Properties vs. Elements??

Hi…sorry for the basic nature of my question, but I am trying to better understand the hierarchy of Applescript so I can interpret the scripting dictionaries. I keep getting hung up on the difference between elements and properties. Can anyone offer a helpful interpretation? To me it seems like with some classes things are properties and when I would expect them to be properties they are actually elements. I’m sure there is a basic difference, but I don’t see it.

Thanks.

Elements are generally sub-items or substructures of the class whose dictionary entry you’re reading. Things like windows, files, folders, messages, text, etc. They may have elements of their own.

Properties are values that describe some aspect or situation regarding an item of that class: it’s size, colour, visibility, position, etc.

Some properties may look like elements because they represent things. In these cases, the “thing” isn’t usually a sub-item of the item in the dictionary. What’s represented is the information that the thing is associated in some way — such as the ‘original item’ of an alias file, or a folder associated with a window.

Hope this makes sense. :slight_smile:

Hi,

Also, with regards to heirarchy, you can look at it visually. An reference to an object might have the form:

element1 of element 2 of … of elementn of application appidentifier

where elementn has the form:

elementclass elementidentifier

some elementidentifiers might be numeric index, name, id, range, filter, etc.

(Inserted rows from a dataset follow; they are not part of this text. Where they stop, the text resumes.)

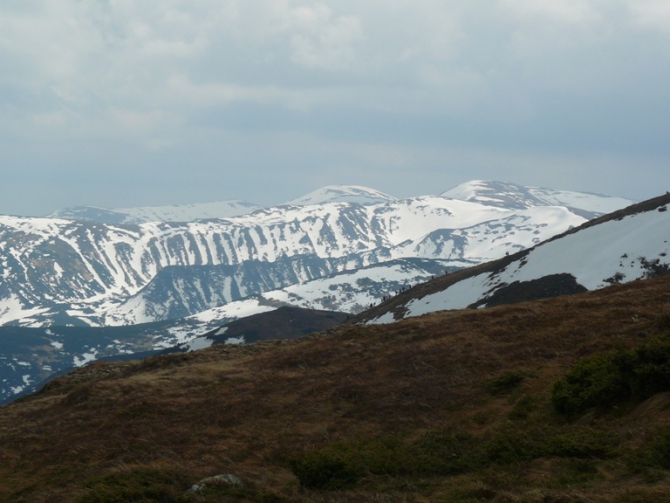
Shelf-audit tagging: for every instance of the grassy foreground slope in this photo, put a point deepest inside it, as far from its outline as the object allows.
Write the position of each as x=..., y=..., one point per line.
x=452, y=406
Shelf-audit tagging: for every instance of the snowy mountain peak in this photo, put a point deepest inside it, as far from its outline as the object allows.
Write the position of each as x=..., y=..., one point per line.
x=513, y=196
x=623, y=246
x=343, y=194
x=144, y=214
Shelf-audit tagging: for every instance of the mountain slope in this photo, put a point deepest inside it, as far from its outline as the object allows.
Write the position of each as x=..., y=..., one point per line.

On the other hand, if each of the elements above were say folders, then you can apply a property of class folder to each of those elements. eg. if name is a property of an element, then y ou can apply the name property to aeach of those elements:

name of element1 of element2 of … of elementn of application appidentifier
name of element2 of … of elementn of application appidentifier
name of elementn of application appidentifier

All these words may not mean much. You might want to just do AppleScript and then one day reading dictionaries might come like a bolt of lightning and you’ll slap your head and say “I got it!”. One of the main things are inheritance.

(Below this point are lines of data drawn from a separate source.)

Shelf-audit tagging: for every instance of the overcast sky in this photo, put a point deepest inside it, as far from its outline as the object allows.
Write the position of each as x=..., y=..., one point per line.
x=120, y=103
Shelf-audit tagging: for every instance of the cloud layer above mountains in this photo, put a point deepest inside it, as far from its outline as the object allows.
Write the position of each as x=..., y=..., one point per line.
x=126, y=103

With Inheritance, you need to experiment because all properties of the parent might not apply.

The main difference is this. If you look above, the objects have identifiers. On the other hand, properties don’t have identifiers because they apply to all objects of a certain class. For instance, you don’t see such things as:

name 1 of folder “a” of folder “b” of app “Finder”

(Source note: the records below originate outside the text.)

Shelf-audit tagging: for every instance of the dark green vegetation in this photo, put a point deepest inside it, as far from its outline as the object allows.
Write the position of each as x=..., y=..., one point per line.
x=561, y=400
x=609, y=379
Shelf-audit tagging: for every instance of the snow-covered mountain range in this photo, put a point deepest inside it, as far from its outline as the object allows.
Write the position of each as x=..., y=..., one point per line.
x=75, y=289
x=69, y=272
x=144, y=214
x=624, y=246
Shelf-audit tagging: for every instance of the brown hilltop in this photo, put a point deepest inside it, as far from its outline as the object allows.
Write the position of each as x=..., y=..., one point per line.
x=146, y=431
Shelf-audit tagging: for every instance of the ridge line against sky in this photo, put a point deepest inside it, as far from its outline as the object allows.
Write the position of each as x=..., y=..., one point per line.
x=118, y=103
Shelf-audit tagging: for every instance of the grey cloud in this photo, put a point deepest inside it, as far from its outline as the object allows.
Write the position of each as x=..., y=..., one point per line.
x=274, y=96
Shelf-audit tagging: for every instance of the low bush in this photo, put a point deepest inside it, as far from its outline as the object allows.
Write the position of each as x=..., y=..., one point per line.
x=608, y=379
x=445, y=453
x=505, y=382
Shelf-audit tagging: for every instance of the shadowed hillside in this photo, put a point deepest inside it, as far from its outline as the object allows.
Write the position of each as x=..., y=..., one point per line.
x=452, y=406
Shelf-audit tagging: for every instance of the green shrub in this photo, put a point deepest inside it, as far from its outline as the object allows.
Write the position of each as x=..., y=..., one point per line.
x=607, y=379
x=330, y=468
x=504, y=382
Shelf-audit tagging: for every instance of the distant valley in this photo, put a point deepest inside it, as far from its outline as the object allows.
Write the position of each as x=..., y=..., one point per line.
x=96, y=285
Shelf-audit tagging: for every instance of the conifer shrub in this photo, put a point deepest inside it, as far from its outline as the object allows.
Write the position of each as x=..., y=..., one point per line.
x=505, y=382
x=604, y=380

Properties don’t need the “1”, while if name where a class, then the “1” would be required.

gl,

Thanks Nigel and Kel. I appreciate the help. Kel, I have been working on this stuff and waiting for that “A ha!” moment for a while. :slight_smile:

Maybe this will be my year.

Hi,

You’re welcome. That element part where I used elements in paths is a bad analogy though. Had a little too much alchohol. Elements do have identifiers though and that is one of the main thing when looking at the dictionaries.